A powerful winter storm targeting the northern Rockies has caused power outages and temporary road closures in northwestern Montana as forecasters warn Sunday the early-season wintry blast will drop several additional feet of snow in parts of the region.

The National Weather Service's Weather Prediction Center said the strong storm will continue to produce heavy snow, strong winds and potential blizzard conditions through Sunday night into Monday morning across portions of the northern Rocky Mountains.

The NWS in Great Falls reported 16 inches of snow had fallen near Marias Pass just south of Glacier National Park by early Saturday afternoon, and that by Sunday morning snowfall rates are increasing again across parts of north-central Montana.

"We've already had about a foot and a half; we probably are going to see another couple feet of snow by the time this is done," Fox News Chief Meteorologist Rick Reichmuth said on "Fox & Friends."


Gusty winds on Saturday and Sunday knocked down trees, damaging power lines and leading to scattered outages across northwestern Montana. The Finley Point/Yellow Bay Fire Department shared on Facebook it responded to several tress that fell down on power lines, houses, and across roads by Flathead Lake in northwest Montana.

"Please only travel if necessary. Power outages may be as long as 10 hours or more to be restored," officials said.

NorthWestern Energy reported multiple power outages affecting hundreds of customers across the state in locations such as Bozeman, Belgrade, Billings, Great Falls and Geraldine, according to ABC/FOX Montana.

Wintry conditions were impacting Interstate 90 near Bearmouth, Mont. on Sunday. (Montana Department of Transportation)

Emergency travel only was recommended in some areas along the eastern edge of the Rocky Mountain Front and treacherous travel was reported around the region. Montana Gov. Steve Bullock declared an emergency Sunday for areas hit by the early-season snowstorm, which allows the state to mobilize resources to help affected areas.

“Montanans should heed all warnings from state and local officials, travel safely, and be cautious during this time," he said.

A motorist travels along U.S. 287 near Norris, Mont. during a snowstorm on Sunday. (Montana Department of Transportation)

The Montana Department of Transportation warned motorists of severe driving conditions on several roadways, including portions of U.S. 89 and U.S. 2.

Near Browing, officials warned drivers that conditions were deteriorating.

"Blackfeet law enforcement services would remind the public that it is still emergency travel only. Plows are working on the Main highways at this time and vehicles are making it extremely difficult to get them cleared due to being stuck," Blackfeet Law Enforcement Services said on Facebook. "We ask that you remain at home where you are safe. If vehicles are left unattended and causing a road hazard they will be towed.
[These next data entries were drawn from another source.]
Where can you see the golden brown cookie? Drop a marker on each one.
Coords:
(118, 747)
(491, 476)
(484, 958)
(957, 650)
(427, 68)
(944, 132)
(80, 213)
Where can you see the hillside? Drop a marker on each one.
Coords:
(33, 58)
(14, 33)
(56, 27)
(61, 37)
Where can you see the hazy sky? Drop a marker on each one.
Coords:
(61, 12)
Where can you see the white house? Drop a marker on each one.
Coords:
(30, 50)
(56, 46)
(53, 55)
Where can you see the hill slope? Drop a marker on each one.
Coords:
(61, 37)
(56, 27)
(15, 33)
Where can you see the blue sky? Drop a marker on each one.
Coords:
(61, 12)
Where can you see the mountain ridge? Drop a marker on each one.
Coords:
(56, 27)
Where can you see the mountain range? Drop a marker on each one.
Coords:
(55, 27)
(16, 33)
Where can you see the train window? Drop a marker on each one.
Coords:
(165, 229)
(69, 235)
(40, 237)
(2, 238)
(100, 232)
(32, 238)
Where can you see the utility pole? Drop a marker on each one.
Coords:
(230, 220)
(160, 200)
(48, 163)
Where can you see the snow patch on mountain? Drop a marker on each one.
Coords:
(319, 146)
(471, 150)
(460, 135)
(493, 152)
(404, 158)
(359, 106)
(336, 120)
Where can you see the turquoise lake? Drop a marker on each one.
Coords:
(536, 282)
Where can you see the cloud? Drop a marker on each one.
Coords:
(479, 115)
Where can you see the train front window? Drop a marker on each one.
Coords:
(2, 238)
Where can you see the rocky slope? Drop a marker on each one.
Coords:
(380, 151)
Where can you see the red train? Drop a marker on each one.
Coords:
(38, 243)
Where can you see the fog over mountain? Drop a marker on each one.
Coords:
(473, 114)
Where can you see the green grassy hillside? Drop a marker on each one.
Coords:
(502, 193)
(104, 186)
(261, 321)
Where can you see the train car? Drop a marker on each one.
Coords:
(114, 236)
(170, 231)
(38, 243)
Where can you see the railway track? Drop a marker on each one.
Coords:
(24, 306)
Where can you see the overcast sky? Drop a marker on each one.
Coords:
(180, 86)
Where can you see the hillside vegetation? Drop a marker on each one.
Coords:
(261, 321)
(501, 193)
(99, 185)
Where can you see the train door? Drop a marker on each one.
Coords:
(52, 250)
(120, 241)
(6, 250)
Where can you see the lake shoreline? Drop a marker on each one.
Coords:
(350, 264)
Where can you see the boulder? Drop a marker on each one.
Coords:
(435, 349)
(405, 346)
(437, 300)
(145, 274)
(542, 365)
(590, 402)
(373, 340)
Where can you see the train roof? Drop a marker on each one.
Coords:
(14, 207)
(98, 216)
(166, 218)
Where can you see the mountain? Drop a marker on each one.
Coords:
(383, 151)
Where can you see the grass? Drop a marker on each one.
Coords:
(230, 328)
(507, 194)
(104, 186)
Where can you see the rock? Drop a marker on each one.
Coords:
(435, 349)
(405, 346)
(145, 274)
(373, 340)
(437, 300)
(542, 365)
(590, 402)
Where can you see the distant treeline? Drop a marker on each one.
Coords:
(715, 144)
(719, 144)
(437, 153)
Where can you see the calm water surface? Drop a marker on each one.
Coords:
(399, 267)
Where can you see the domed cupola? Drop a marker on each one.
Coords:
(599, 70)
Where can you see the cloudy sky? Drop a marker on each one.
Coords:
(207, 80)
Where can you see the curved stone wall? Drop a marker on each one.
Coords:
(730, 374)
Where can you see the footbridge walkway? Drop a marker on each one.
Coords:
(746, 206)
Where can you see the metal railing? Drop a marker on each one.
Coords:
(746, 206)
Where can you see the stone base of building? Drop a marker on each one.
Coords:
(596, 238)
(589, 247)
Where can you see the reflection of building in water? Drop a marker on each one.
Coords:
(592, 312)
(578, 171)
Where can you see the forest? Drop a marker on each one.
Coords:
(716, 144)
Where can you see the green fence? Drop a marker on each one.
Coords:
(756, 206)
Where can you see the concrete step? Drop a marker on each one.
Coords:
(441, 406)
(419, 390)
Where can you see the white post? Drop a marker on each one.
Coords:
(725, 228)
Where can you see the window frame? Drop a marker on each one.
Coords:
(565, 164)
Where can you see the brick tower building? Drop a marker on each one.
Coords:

Whiteout conditions can be seen on Interstate 15 near Sieben, Mont. on Sunday as an early-season winter storm impacts the region. (Montana Department of Transportation)

A semi-truck was also reported to have spun out along Interstate 15 near Cascade, blocking both of the northbound lanes, according to ABC/FOX Montana.


Following the storm, temperatures are expected to drop into the teens and 20s across much of western and central Montana overnight Monday.

The weekend storm system was also bringing strong winds and snow to the mountains of northern Washington and northern Idaho.


In Spokane, Wash., the NWS Spokane office recorded 1.9 inches of snowfall at the Spokane International Airport Saturday. That was the first measurable snowfall recorded on Sept. 28 since records have been taken in Spokane beginning in January of 1881, according to FOX28.

Homeless shelters in the city were relaxing their entrance policies and the city was preparing a backup shelter, if needed.

Dave Wall, a Union Gospel Mission spokesman, said the shelter's director and Spokane's mayor agreed the mission would not enforce its drug and alcohol policies while temperatures were below freezing, as long as patrons weren't acting unsafe, The Spokesman Review reported.

The Associated Press contributed to this report.